Maartje Janse, born in Göttingen, Germany, in 1976. Ph.D. from University of Groningen. Assistant Professor of History at Leiden University.
Fellow (1 Sept 2016 – 30 June 2017)
Chicken and/or Egg? Visualizing the relation between Antislavery Ideas and Practices, 1820-1865
Between 1820-1865 many people in Europe and the United States protested against slavery through petitions, pressure groups, and publications. Did these protest forms and organizations simply express existing ideas, or did they play an important role in the development and dissemination of antislavery ideas? How can we trace the relationship between traveling antislavery reformers, ideas, organizations, protests and publications?

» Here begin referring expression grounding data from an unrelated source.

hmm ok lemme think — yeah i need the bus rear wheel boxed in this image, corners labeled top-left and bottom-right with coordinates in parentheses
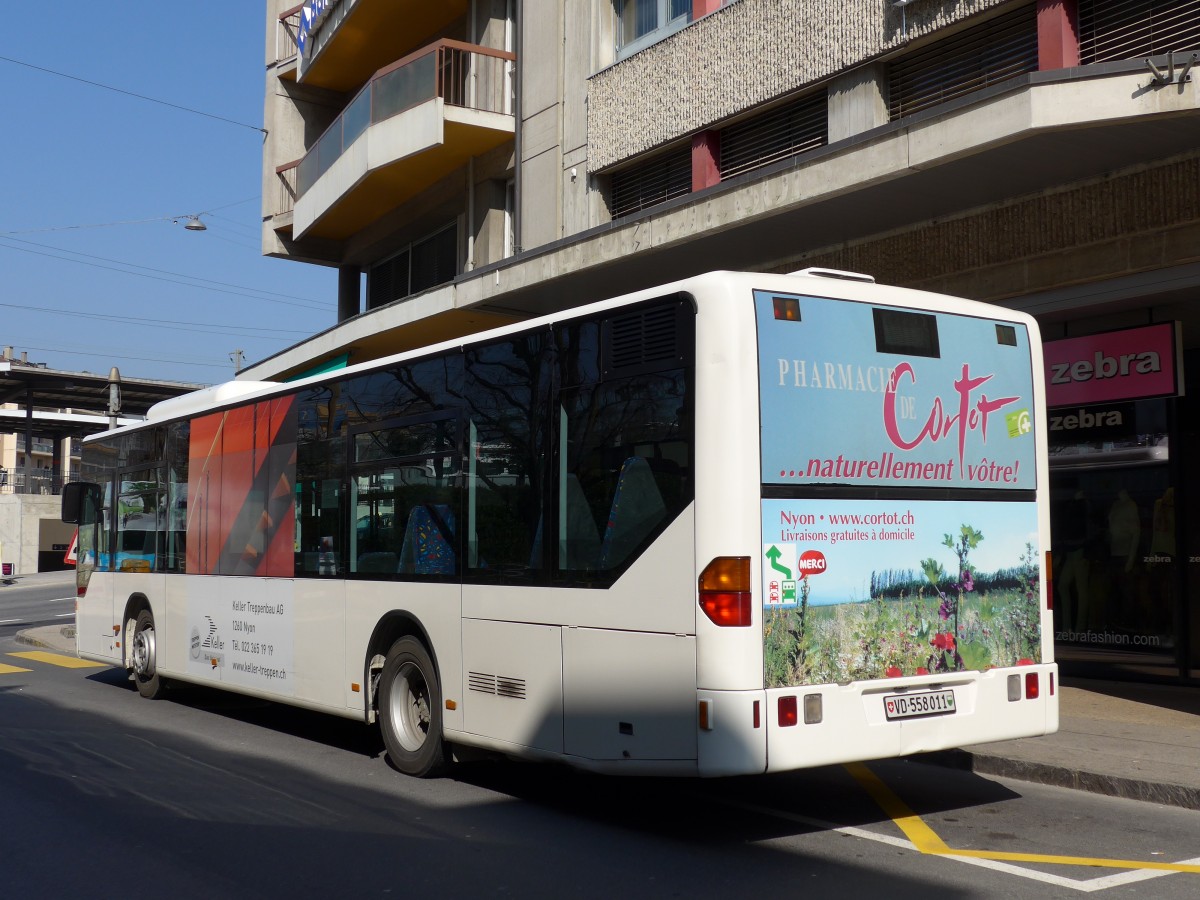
top-left (130, 609), bottom-right (166, 700)
top-left (379, 636), bottom-right (448, 778)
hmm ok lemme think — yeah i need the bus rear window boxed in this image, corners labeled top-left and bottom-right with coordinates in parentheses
top-left (873, 308), bottom-right (940, 358)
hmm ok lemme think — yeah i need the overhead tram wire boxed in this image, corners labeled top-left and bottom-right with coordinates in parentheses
top-left (0, 54), bottom-right (267, 135)
top-left (0, 235), bottom-right (330, 311)
top-left (0, 196), bottom-right (262, 236)
top-left (9, 342), bottom-right (251, 373)
top-left (0, 300), bottom-right (313, 340)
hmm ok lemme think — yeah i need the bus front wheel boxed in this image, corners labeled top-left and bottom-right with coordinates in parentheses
top-left (379, 636), bottom-right (448, 778)
top-left (130, 609), bottom-right (166, 700)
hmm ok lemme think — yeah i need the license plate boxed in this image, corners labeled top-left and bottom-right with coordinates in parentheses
top-left (883, 689), bottom-right (956, 720)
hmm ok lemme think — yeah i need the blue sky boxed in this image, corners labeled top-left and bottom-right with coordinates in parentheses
top-left (1, 3), bottom-right (337, 386)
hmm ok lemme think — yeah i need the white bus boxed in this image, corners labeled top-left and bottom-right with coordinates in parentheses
top-left (63, 269), bottom-right (1057, 778)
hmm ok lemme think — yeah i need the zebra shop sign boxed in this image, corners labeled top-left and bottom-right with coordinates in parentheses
top-left (1044, 322), bottom-right (1183, 407)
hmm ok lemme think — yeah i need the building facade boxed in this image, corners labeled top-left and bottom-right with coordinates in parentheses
top-left (258, 0), bottom-right (1200, 682)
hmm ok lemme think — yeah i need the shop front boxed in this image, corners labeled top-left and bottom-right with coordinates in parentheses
top-left (1045, 322), bottom-right (1192, 682)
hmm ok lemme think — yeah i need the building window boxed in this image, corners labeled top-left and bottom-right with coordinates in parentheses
top-left (887, 3), bottom-right (1038, 120)
top-left (719, 91), bottom-right (828, 180)
top-left (609, 145), bottom-right (691, 219)
top-left (368, 223), bottom-right (459, 309)
top-left (616, 0), bottom-right (690, 58)
top-left (1079, 0), bottom-right (1200, 63)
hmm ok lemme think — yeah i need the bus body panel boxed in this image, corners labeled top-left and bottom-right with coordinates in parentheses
top-left (696, 689), bottom-right (769, 777)
top-left (461, 617), bottom-right (564, 753)
top-left (75, 572), bottom-right (119, 664)
top-left (692, 282), bottom-right (768, 693)
top-left (159, 576), bottom-right (345, 710)
top-left (343, 579), bottom-right (463, 724)
top-left (562, 627), bottom-right (696, 761)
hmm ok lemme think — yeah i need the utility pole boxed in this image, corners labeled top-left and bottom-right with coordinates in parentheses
top-left (107, 367), bottom-right (122, 430)
top-left (230, 349), bottom-right (244, 373)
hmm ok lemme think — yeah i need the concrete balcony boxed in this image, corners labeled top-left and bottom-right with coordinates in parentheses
top-left (292, 39), bottom-right (514, 241)
top-left (297, 0), bottom-right (470, 93)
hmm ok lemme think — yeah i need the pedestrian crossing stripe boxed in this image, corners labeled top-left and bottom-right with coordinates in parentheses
top-left (0, 662), bottom-right (32, 674)
top-left (7, 651), bottom-right (105, 669)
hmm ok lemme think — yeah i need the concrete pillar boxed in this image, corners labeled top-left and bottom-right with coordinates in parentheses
top-left (1037, 0), bottom-right (1081, 70)
top-left (828, 65), bottom-right (889, 144)
top-left (692, 130), bottom-right (721, 192)
top-left (337, 265), bottom-right (360, 321)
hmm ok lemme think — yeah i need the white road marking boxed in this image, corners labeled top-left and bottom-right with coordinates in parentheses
top-left (719, 798), bottom-right (1198, 892)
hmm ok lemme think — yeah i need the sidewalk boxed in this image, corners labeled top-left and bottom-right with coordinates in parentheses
top-left (926, 678), bottom-right (1200, 810)
top-left (13, 619), bottom-right (1200, 809)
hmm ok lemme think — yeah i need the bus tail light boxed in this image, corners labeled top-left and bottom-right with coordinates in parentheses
top-left (778, 696), bottom-right (798, 727)
top-left (1008, 671), bottom-right (1042, 701)
top-left (698, 557), bottom-right (752, 627)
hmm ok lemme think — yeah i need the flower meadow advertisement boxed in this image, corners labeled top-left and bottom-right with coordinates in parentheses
top-left (754, 291), bottom-right (1043, 687)
top-left (761, 499), bottom-right (1041, 687)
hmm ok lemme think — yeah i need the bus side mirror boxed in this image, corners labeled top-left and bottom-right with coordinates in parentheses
top-left (62, 481), bottom-right (101, 525)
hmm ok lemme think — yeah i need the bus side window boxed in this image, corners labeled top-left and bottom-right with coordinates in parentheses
top-left (557, 371), bottom-right (692, 577)
top-left (598, 457), bottom-right (666, 569)
top-left (464, 333), bottom-right (551, 580)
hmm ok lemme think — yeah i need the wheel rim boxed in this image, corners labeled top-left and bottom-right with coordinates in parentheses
top-left (388, 661), bottom-right (430, 752)
top-left (132, 622), bottom-right (155, 678)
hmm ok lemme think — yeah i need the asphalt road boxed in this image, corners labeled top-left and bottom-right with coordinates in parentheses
top-left (0, 570), bottom-right (76, 636)
top-left (2, 624), bottom-right (1198, 898)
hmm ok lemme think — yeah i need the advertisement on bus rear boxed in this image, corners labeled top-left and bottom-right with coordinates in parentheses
top-left (755, 291), bottom-right (1037, 490)
top-left (761, 498), bottom-right (1041, 687)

I want to build a web-based tool that facilitates a visualization and analysis of travelling antislavery reformers, ideas, organizations, protests, publications, and the changing relation between them over time. We often assume that protest actions and organizations simply express ideas, but my earlier research has shown that the relation is more complex: ideas could develop, change and spread through protest forms and organizations. When we can create interactive maps of the diffusion of antislavery petitions or antislavery organizations in different countries and then compare these maps with the dissemination of antislavery ideas, it is possible to see which one preceded the other. Because this is a complex tool, it needs to be tested thoroughly. If successful can in the future be used for similar questions.
– Maartje Janse, “‘Holland as a little England’? British Anti- Slavery Missionaries and Continental Abolitionist Movements in the Mid-Nineteenth Century”, Past and Present, Nov. 2015.
– Maartje Janse and Henk te Velde (eds), Organizing Democracy: Reflections on the Rise of Political Organizations in the 19th Century (Palgrave Macmillan, forthcoming 2017)
– Maartje Janse, “‘Anti-societies are now all the rage’. Jokes, Criticism and Violence in Response to the Transformation of American Reform, 1825-1835”, Journal of the Early Republic, Summer 2016.